Все трое вновь посмотрели на мигающую лампочку. Отец сходил и прикрутил воду. Николай потрогал телефон в кармане и взял его в ладонь, ожидая. Ему не звонили, но по ощущениям времени оставалось все меньше.
— Коленька… Может, все-таки с нами? Или у себя в больнице?
— Из больницы меня позавчера как уволили, — нехотя признал он. — За распускание панических слухов о якобы скором нападении Германии и прочих миротворцев, ревнителей прав человека и освободителей угнетенного крестьянства…
Замолчал Николай с трудом. Не хотелось дышать, но слова шли сами: горькие, как с трудом разгрызенные вишневые косточки, черные от сока сердцевины.
— Мало времени, — сказал он вслух. — Вот сейчас вызовут.
— Не надо… — Мама произнесла это жалобно. — Ну ты же врач. Ну куда ты?
Вопрос снова был обрывочным, и снова понятным.
— Куда надо. Знаете такое расхожее выражение: «Они еще пожалеют»? Ну так вот.
Родители не сразу поняли, что фраза закончилась, и это едва не заставило Николая улыбнуться. Потом он оскалился, — и без ошибки увидел отражение своего оскала на лицах отца и матери.
— Я уже давно не такой врач, как остальные. Слишком давно, к сожалению. После последнего своего стройотряда. После Чечни. Первого человека я убил на средних курсах. Смешно звучит… Несколько месяцев между учебой мы провели рабами. Это вы оба поняли тогда же, да? Мы с товарищем завалили охранника и ушли из плена. Фактически его убил Шалва Сослани, помните такого? Зарубил лопатой. Но при этом я держал клиента мордой вниз, так что можно смело делить счет надвое. Второго — той же ночью, через какие-то часы. Не помню, не считали тогда… Застрелил из автомата. Третьего — сколько-то там суток спустя, в рукопашной… Штыком. Знаете…

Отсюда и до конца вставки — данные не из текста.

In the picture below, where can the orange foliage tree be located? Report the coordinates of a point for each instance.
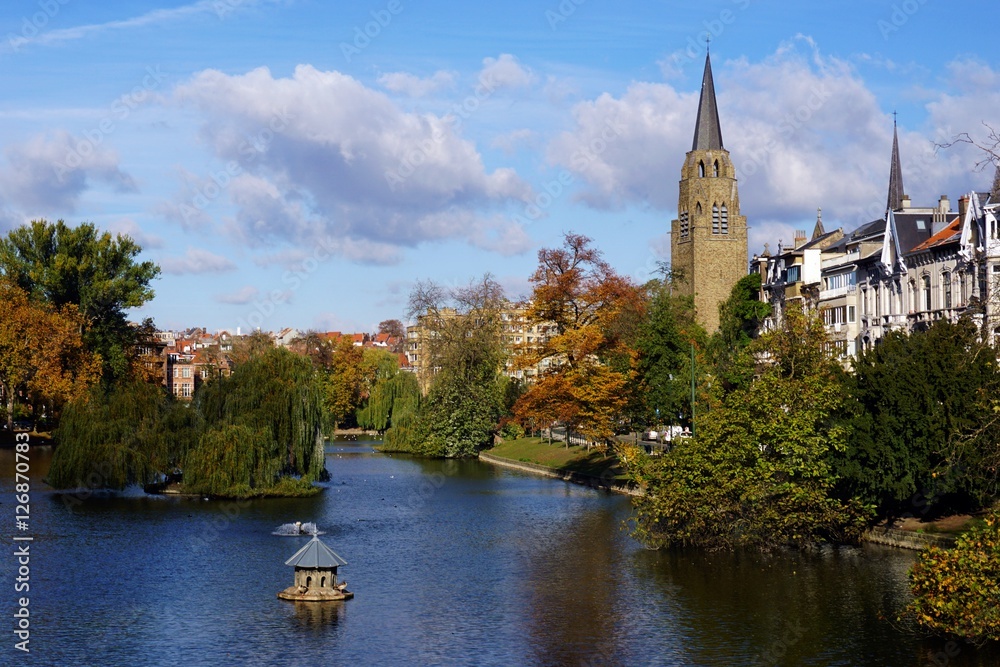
(42, 351)
(589, 364)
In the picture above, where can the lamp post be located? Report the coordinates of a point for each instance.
(692, 389)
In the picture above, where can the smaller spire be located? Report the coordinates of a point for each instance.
(818, 230)
(895, 200)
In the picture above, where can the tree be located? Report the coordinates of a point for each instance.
(665, 347)
(251, 346)
(276, 398)
(740, 319)
(464, 345)
(344, 380)
(395, 329)
(98, 273)
(758, 473)
(591, 367)
(41, 351)
(116, 437)
(924, 421)
(955, 590)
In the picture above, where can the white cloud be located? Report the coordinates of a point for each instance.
(221, 8)
(322, 156)
(132, 229)
(511, 142)
(240, 297)
(506, 72)
(803, 129)
(414, 86)
(197, 260)
(47, 174)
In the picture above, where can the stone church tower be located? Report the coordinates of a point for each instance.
(708, 241)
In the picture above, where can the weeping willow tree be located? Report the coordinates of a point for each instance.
(390, 396)
(263, 425)
(113, 439)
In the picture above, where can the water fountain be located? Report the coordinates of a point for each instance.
(297, 528)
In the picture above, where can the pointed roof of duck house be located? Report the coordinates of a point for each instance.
(708, 131)
(316, 554)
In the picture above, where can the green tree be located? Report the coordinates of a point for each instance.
(116, 437)
(740, 319)
(465, 346)
(276, 395)
(924, 421)
(664, 345)
(96, 272)
(759, 472)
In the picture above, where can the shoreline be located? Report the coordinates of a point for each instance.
(565, 475)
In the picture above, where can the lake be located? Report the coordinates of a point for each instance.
(451, 563)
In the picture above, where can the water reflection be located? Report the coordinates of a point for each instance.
(319, 616)
(452, 563)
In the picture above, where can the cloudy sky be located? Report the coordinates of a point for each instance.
(302, 163)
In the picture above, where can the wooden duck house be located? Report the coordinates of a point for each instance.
(316, 574)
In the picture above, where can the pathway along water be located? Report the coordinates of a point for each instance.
(457, 563)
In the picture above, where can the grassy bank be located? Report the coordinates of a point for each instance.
(558, 456)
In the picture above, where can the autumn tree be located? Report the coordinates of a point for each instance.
(590, 368)
(343, 380)
(96, 272)
(41, 351)
(759, 472)
(395, 329)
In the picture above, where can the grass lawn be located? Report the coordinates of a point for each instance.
(558, 456)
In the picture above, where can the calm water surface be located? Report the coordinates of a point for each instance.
(452, 563)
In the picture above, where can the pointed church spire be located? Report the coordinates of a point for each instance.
(895, 201)
(818, 230)
(708, 132)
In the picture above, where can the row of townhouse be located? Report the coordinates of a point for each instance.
(903, 272)
(521, 338)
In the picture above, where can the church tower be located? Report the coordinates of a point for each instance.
(708, 241)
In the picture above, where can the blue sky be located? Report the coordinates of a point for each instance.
(302, 163)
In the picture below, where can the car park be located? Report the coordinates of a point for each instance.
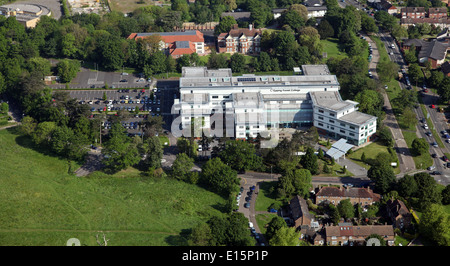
(435, 173)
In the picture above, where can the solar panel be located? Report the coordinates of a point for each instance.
(246, 79)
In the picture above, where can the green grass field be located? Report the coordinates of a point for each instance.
(41, 204)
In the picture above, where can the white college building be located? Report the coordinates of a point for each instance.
(217, 103)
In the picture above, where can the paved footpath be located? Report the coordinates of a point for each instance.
(407, 163)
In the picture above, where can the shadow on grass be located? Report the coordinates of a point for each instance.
(26, 142)
(180, 239)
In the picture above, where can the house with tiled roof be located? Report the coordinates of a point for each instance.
(334, 195)
(399, 214)
(347, 234)
(240, 40)
(177, 43)
(434, 51)
(437, 12)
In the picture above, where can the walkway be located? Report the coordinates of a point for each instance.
(406, 162)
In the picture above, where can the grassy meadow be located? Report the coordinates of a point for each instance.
(41, 204)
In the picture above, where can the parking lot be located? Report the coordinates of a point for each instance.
(150, 102)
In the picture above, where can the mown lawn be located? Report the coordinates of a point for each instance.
(41, 204)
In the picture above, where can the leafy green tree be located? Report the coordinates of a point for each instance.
(67, 70)
(285, 236)
(325, 29)
(407, 186)
(225, 25)
(154, 152)
(240, 155)
(420, 146)
(427, 190)
(273, 226)
(346, 209)
(237, 63)
(182, 166)
(435, 225)
(383, 176)
(42, 135)
(446, 195)
(309, 161)
(219, 177)
(118, 151)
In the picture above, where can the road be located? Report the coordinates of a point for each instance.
(438, 119)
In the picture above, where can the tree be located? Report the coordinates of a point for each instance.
(118, 151)
(309, 161)
(225, 25)
(237, 63)
(420, 146)
(407, 186)
(383, 176)
(346, 209)
(182, 166)
(273, 226)
(435, 225)
(325, 29)
(219, 177)
(415, 73)
(285, 236)
(240, 155)
(310, 38)
(67, 70)
(427, 190)
(387, 70)
(42, 135)
(154, 152)
(446, 195)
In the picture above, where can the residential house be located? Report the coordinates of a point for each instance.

Опустивший взгляд к полу Николай замолчал, подбирая слова, и только поэтому не заметил, как превратилось в белую восковую маску лицо его матери.
— Знаете, это была самая страшная вещь, которую я видел в своей жизни. Когда бьешь живого человека штыком и когда видишь, как это выглядит, — потом, после. Когда люди вокруг тебя не просто дерутся стенка на стенку, а натурально режут друг друга на части. Крики такие…
Он поднял глаза и столкнулся с родителями взглядом, сразу с двумя. Зрелище заставило Николая замолчать.
— Ладно, — произнес он после короткой паузы. — Ничего. Проехали. Еще раза четыре я стрелял в людей, но это уже совсем другое: там я ни разу так и не понял, попал ли в кого-то или нет. Последний раз в Питере — ту историю вы тоже наверняка уловили. Спасибо, что не спросили ни разу про это вот…
Николай ткнул пальцем в собственное плечо, где под рукавом джемпера скрывался полукруглый пулевой шрам. Родители действительно были молодцы.
Телефон в руке зазвонил, и уже со спокойным выражением лица он ткнул пальцем в трубку и поднял ее к уху.